- Sarde Location in Kokan, Maharashtra, India Sarde Sarde (India)
- Coordinates: 18°50′0″N 73°0′27″E﻿ / ﻿18.83333°N 73.00750°E
- Country: India
- State: Maharashtra
- District: Raigad

Area
- • Total: 422.20 ha (1,043.28 acres)

Population
- • Total: 1,389

Languages
- • Official: Marathi
- Time zone: UTC+5:30 (IST)
- PIN: 400702
- Nearest city: Uran, Pen, Navi Mumbai, Naina

= Sarde =

Village in Maharashtra

Sarde is an Indian village in the Tehsil of Uran of the Raigad District of the Indian state of Maharashtra.

==Demographics==
As of the 2011 census, Sarde has a total population of 1389. 51% of the population is male, and 10% are aged 0–6. Of the 338 households, 98% belong to the Agri Community where they speak Agri dialect. 2% are from Scheduled Tribes and none from Scheduled Castes.

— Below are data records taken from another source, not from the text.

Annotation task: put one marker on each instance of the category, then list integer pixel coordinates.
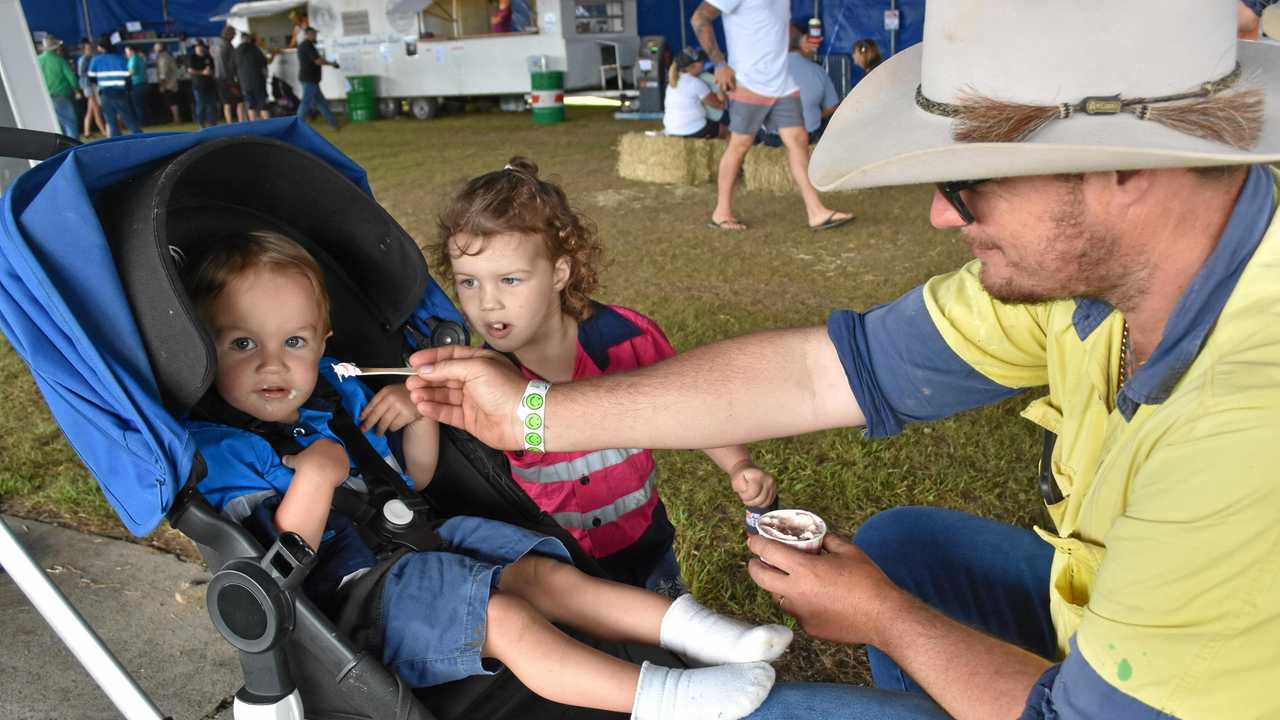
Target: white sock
(723, 692)
(704, 636)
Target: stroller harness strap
(389, 515)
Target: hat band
(1234, 119)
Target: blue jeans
(984, 574)
(435, 605)
(68, 122)
(117, 103)
(311, 95)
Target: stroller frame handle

The literacy rate is 73% (67% for females, 79% for males). 45% had a steady job of six or more months at the time of the census (main workers), and 3% a less steady job (marginal workers): of the main workers, 42% were cultivators, 12% agricultural laborers, 2% household industry workers, and 45% other workers.